Quantum Generative Adversarial Networks QGAN - RPIQuantumComputing/QuantumCircuits GitHub Wiki

Quantum generative adversarial networks or QGAN is an extension of classical generative adversarial networks and is a powerful machine learning algorithm that is used mainly for the generation of synthetic data into quantum mechanics and concepts, and as usual, the extension into quantum mechanics in theory is able to enhance the capabilities of the two main parts of a generative adversarial networks in order to be able to compute larger data points.

First of all, lets explain what a classical generative adversarial networks is, a classical GAN is made up mainly of two components: a generator and a discriminator, these two components are basically two neural networks that are engage in a competitive process. The generator is mainly used for creates data instances that tries to mimic actual data, while the discriminator tries to discriminate between real data and the data generated by the generator. This relationship is what compels the generator to create increasing accurate data points that makes it harder and harder as time goes by for the discriminator to determine which data is real and which data is false. Thus as the training continues, the generator becomes more accurate and it would evenly become adept at creating synthetic data and this process is used mainly for image generation, style transfer, text to image synthesis, and more.

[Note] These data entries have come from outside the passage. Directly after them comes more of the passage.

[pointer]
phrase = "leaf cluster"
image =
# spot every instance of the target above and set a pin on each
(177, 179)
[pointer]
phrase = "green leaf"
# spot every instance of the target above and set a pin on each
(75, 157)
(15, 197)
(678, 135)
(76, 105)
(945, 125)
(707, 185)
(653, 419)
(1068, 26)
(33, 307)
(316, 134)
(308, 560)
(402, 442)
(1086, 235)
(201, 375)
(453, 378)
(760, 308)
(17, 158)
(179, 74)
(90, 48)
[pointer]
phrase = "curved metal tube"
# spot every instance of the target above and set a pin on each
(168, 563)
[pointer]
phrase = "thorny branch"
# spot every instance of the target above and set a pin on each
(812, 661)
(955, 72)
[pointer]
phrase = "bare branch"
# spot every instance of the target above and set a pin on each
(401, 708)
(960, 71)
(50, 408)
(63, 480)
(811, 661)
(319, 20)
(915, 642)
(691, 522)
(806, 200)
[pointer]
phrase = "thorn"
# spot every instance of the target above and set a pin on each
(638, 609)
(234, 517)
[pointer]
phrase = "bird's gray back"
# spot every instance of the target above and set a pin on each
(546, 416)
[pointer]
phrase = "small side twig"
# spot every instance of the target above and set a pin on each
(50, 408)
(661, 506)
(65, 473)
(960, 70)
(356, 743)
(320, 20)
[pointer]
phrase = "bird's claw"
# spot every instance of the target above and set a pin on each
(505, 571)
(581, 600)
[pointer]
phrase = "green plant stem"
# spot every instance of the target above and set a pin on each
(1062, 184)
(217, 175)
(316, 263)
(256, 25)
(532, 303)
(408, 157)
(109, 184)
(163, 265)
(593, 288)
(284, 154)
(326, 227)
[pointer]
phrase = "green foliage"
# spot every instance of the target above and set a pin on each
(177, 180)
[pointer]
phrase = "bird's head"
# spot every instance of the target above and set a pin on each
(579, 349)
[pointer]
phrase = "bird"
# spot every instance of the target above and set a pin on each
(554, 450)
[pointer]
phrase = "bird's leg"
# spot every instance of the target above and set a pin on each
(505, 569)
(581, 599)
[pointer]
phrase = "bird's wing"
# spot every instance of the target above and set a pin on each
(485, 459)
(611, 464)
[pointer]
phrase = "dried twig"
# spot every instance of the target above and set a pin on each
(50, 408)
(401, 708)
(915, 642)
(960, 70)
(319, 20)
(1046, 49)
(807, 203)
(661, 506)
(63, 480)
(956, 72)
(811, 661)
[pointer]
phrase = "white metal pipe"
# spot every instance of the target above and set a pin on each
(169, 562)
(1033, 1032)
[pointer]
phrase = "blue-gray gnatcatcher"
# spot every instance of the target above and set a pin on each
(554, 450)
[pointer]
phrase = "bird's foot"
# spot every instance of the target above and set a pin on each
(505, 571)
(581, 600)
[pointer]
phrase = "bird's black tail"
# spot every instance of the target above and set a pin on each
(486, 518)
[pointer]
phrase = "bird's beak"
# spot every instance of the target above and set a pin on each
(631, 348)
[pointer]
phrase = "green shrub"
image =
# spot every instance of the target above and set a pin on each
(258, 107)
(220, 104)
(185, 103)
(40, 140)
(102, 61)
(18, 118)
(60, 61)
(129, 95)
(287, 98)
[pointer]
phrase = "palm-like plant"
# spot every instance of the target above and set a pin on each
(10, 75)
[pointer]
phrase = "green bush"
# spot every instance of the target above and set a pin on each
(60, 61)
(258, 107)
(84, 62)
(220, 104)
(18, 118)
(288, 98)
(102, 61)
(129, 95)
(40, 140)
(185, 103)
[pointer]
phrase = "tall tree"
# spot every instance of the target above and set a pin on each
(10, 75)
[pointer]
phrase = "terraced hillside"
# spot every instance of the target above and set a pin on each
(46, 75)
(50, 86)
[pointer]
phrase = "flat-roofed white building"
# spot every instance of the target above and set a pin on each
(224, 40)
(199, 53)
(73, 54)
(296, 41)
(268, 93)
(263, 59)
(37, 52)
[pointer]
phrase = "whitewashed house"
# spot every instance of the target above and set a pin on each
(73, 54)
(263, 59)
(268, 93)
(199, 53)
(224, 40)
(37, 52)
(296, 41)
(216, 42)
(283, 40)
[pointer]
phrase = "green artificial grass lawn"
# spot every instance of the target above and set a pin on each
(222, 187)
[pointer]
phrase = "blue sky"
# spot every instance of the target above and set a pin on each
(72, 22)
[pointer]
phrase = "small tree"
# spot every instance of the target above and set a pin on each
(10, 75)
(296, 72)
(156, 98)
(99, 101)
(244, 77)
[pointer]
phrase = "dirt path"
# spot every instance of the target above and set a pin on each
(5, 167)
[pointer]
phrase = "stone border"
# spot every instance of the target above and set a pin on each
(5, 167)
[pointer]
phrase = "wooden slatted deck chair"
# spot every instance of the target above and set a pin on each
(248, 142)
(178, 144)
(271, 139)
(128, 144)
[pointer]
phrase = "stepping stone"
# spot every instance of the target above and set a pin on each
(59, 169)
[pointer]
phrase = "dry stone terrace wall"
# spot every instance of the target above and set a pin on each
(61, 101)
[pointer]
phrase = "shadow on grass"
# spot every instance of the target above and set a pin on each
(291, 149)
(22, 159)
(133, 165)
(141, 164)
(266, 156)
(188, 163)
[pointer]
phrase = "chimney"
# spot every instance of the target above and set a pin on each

The GAN isn't flawless, in fact, it has many faults, some of the most glaring ones include issues in the training, where if no equilibriums are reached between the generator and the discriminator, the generator might suffer from mode collapse which basically means the generator does not go through the entire input data sets and the synthetic data generated are all very visibly false. Another issue GAN has is how expensive it is to train, the training of a GAN may require expansive hardware and extremely long training times and training iterations to achieve results of satisfactory level. These two are only some errors in the training and implementation of GAN.

A quantum generative adversarial network, unlike its classical counterpart, is able to sidestep some of the issues presented in the classical generative adversarial networks by taking advantage of quantum concepts and mechanics, solve problems that classical GANs cannot solve. There are many differences between classical and quantum GANs, but the first difference between the two is that the two components, the generator and the discriminator are that quantum circuits instead uses parametrized quantum circuits instead of neural networks, though it possible to build a quantum GAN using a quantum neural network or anything with a complete parametrized rotational gate, this design causes the input state to go through a unitary operation and creates a quantum state that depends on the parameter of the circuit. The discriminator of the quantum GAN, evaluates both classical training data samples as well as quantum data samples generated by the generator circuit, and because of this difference, the discriminator has to match the basis state to the training data's feature space which results in a classical synthetic data point that can be compared to the classical training data, another method of comparison is used by the generator to convert classical data into quantum data using a superposition over the different basis states and is given by an amplitude times the basis states. The objective of the QGAN remains the same when compared to its classical counterpart, the discriminator still aims to differentiate between real and fake training data while the generator still aims to create good data points that closely resembles the actual data.

When comparing the quality of quantum GAN with classical GAN, quantum GAN trumps its classical counterpart when faced with a large amount of data points, the quantum GAN be much faster during the training process due to taking advantage of quantum mechanics of entanglement and superposition to enhance the generation and the discrimination of the quantum samples and quantum effects can also be leveraged to generate more diverse and realistic quantum data. Despite the advantages that quantum GAN has, there are still some errors that held it back, some of these problems include that quantum GAN is susceptible to noise and outliers or a lack of training data, where a GAN can be trained on readily available large scale datasets, quantum GAN does not have that luxury, and many more problems that prevents it from being mainstream.